Idea

Discovering life in the canopy

Long considered inaccessible, the canopy is starting to reveal some of its secrets now that scientists have the tools and technology to explore its complex ecosystem. Nalini Nadkarni, a professor of biology at the University of Utah (United States), describes a treetop world teeming with a tremendous variety of plants and animals.
Nalini Nadkarni canopy Costa Rica’s Monteverde forest

Interview by Katerina Markelova

UNESCO

You have spent four decades studying the forest canopy. What do you see and feel when you leave the dark forest floor and mount to the summits of the trees?

What has always amazed me about climbing into the canopy is that there are such dramatic differences, both in microclimate and biology just 30 meters above the forest floor. To reach my study trees in Monteverde, Costa Rica, I must first walk along the dark and humid forest floor for about an hour. The forest appears as a group of tall cylinders with the canopy that seems to be a big blob of green. The colors are muted. The sounds are muffled. There's no wind. 

But when you ascend, what you feel is this gradual change in the surroundings as you emerge into the treetops. There is a different microclimate up there: more sunlight, higher temperatures and more wind. Sounds are very present with a hummingbird whizzing by or the howler monkeys calling to each other. Orchids and bromeliads are abundant and incredibly lush. And there is a huge diversity of canopy invertebrates. All these species of plants and animals that we would never see on the forest floor have evolved over millennia to adapt themselves to this different microenvironment and architecture.

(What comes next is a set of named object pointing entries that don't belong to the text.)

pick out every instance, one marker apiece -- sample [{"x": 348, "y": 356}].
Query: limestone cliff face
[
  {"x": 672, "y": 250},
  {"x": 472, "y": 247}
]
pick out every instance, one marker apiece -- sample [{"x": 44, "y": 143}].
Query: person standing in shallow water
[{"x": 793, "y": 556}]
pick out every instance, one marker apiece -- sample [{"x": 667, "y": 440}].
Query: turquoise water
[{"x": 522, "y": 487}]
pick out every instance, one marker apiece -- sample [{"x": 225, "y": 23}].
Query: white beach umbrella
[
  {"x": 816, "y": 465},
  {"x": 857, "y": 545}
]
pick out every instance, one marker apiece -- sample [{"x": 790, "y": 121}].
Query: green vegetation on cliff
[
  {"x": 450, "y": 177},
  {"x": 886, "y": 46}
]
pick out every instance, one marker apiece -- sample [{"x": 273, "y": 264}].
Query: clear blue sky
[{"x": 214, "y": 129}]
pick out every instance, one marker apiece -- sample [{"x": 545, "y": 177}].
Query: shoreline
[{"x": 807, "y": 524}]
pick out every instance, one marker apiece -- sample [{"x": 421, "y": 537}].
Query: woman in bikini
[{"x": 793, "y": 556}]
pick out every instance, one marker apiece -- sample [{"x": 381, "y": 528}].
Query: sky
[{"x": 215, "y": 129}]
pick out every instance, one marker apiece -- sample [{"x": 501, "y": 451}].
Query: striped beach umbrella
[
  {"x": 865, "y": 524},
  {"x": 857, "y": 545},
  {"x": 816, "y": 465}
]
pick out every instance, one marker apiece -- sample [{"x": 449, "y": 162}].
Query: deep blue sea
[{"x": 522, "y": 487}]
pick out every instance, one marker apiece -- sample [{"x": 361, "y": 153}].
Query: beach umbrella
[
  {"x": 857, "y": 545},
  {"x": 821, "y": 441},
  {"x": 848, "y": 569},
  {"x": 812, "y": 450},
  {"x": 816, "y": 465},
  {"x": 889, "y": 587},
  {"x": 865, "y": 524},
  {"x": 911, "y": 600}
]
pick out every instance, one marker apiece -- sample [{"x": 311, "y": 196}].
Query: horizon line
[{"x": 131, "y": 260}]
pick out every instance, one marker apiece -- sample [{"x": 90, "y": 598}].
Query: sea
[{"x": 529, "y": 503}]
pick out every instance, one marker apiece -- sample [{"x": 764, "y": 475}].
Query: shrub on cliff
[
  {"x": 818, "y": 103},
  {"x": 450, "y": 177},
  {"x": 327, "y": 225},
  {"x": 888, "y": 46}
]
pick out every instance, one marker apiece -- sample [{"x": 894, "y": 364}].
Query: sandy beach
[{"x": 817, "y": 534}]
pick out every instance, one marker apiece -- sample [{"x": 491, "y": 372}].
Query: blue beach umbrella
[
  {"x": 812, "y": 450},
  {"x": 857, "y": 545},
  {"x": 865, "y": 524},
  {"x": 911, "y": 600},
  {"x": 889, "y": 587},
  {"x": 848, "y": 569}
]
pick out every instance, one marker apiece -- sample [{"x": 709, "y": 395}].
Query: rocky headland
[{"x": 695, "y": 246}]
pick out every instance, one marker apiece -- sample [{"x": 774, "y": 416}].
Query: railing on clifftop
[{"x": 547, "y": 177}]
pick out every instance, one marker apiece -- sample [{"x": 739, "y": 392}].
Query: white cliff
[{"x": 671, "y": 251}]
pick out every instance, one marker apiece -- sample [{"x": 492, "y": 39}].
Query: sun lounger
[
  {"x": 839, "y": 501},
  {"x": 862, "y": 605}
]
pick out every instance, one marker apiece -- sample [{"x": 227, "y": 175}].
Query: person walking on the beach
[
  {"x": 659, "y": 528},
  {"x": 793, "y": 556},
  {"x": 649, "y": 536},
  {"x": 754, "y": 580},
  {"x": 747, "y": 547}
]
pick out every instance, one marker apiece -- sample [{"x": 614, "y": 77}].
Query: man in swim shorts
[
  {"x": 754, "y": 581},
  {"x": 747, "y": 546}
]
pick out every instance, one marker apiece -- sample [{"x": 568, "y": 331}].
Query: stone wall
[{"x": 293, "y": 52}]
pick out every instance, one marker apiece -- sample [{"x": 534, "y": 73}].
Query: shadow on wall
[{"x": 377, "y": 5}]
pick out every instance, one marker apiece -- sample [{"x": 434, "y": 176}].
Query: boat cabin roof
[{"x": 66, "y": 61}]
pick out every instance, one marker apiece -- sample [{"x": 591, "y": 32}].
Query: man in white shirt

Until quite recently, forest ecologists studied complex canopy ecosystems without leaving the ground. What has changed since scientists penetrated the canopy forty years ago?  

In 1983, the entomologist Terry Erwin from the Smithsonian Institution (United States), used insecticidal fog to study the beetles and insects that live in the forest canopy. He would basically shoot this fog up into the canopy at dawn and the insects would fall to the forest floor. What he learned was that there was a tremendous amount of insect diversity up there that people never knew about. That led him to call the forest canopy the last biotic frontier.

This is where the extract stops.